Making home grown solutions shared services
One question I ask is, "If what you built doesn't exist but isn't that specific to your company, does it make sense to make it open source?". There's an inherent fear when making solutions to common problems open to your competitors, others across your industry and even hackers. So why would you make a non-organizational component open source? The answer is that there are lots of people who are probably solving the same problem as you, making the same or different mistakes and ultimately everyone's systems are more vulnerable and provide just as bad an experience. If you take the risk of making your system open source, and getting others to take part, you end up with more eyes on this common system. With this approach more companies run vulnerability scans, fix bugs, and share the burden of maintaining the system. What's even better, as others contribute, they solve challenges you haven't considered yet. As your company evolves, some of these capabilities will propel your company forward faster, as the concepts had time to mature before you needed them. This also has the added benefit that there is a larger talent pool in your industry which can understand and use the tools your team uses, making hiring easier. Finally, there are third party services around security and hosted automated testing which open source projects can use for free, and cloud providers have programs that give your company free credits when you have open source projects.

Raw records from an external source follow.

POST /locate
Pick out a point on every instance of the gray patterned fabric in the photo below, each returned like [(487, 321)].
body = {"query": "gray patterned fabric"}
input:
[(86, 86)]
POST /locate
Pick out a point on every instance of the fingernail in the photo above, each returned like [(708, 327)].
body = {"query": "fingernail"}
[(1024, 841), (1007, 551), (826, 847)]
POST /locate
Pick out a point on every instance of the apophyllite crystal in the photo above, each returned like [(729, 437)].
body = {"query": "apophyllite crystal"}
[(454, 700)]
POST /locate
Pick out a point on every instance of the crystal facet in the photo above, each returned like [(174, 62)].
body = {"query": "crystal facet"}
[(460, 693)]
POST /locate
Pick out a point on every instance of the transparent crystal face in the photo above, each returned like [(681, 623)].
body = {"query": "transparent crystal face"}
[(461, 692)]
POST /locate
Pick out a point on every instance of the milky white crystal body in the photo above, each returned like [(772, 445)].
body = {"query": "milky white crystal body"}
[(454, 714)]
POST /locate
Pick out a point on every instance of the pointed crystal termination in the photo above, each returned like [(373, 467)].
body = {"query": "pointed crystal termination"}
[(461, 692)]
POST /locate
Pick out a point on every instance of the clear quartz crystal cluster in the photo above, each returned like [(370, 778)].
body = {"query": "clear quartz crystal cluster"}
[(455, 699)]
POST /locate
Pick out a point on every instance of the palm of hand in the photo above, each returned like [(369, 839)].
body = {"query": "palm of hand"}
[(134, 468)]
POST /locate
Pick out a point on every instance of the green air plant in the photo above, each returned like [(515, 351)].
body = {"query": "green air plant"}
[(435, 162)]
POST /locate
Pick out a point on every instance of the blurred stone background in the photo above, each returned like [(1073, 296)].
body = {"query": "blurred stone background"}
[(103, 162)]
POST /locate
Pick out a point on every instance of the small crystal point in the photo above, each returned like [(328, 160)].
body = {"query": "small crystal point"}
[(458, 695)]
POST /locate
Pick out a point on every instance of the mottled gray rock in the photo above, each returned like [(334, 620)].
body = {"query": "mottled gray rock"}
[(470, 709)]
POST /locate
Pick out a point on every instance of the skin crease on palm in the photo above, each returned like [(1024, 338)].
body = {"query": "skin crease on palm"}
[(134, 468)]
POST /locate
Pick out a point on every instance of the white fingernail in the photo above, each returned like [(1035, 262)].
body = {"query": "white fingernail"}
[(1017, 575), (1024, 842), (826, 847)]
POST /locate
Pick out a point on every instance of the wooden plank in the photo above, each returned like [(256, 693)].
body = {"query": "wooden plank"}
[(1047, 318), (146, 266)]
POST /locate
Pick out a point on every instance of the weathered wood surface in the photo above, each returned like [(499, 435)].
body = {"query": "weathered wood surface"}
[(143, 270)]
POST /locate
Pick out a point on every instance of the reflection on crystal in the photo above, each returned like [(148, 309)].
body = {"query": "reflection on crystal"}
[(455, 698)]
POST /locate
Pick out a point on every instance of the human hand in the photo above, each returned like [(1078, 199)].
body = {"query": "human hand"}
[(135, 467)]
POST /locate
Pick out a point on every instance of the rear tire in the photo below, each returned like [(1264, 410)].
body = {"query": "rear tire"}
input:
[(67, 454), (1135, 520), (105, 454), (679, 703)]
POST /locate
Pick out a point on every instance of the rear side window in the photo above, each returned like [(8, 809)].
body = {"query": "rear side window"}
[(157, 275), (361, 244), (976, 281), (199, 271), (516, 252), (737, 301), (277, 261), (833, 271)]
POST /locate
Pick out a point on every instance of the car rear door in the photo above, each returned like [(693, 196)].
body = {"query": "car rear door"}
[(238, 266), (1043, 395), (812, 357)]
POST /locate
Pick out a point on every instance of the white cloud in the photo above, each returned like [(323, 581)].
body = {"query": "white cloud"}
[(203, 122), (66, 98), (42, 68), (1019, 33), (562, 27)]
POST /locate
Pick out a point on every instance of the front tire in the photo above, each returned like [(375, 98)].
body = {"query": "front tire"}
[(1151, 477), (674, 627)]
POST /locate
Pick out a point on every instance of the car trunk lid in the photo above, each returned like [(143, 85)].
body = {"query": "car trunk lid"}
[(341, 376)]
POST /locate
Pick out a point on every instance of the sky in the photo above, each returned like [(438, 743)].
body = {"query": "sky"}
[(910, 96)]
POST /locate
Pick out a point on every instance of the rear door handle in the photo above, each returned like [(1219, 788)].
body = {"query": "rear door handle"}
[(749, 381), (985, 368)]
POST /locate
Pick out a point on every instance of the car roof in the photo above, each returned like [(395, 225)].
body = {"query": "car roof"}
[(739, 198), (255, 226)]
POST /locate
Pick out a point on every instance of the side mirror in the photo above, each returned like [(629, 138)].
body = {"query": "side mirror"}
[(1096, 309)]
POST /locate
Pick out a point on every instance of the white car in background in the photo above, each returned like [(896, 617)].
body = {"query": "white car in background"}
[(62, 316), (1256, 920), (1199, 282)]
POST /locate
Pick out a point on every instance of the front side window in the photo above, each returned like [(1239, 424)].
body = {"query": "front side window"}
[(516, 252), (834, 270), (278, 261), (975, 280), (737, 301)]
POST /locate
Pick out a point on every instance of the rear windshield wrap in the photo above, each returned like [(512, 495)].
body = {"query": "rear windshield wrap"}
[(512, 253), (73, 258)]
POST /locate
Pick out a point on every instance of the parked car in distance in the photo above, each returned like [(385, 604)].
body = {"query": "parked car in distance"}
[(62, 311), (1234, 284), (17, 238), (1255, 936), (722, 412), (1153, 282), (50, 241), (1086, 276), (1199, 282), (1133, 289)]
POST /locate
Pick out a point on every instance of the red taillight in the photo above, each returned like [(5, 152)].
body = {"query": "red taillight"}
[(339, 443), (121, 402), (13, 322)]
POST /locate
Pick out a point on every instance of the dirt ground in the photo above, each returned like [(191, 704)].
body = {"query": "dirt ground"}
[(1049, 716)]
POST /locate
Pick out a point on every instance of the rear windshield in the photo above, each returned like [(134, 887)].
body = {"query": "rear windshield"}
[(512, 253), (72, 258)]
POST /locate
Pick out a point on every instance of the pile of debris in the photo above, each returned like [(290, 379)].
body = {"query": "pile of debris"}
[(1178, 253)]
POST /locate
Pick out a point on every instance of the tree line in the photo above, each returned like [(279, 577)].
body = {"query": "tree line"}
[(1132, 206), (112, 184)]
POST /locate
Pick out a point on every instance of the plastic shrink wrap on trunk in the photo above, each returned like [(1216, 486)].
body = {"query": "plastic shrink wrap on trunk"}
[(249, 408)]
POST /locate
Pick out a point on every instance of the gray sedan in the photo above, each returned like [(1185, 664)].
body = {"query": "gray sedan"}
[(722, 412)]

Aren't our systems what make us competitive?
The problem with a closed door policy in common problems is that it's not a competitive advantage if everyone has a range of poorly designed systems resulting in a mediocre experience. Your customer's experience typically boils down to one or two things that you do your competitors don't. As an example, your customers typically are less interested in how amazing your custom sign-in process is if you're a video streaming service. By focusing less on those common shared services and patterns, you get an edge to focus on things that can really set you apart in your industry.
Using services can dramatically reduce your costs and focus your team's time on what sets your business apart from others. Knowing when to apply this principle can save your company a lot of time both up front and long term with maintenance, security updates and patching. Getting started with a service first approach is still a shift for most teams, and can take time. Vendors like Trek10 can help your company develop these skills faster with mentorship and support, but it's still going to be a journey.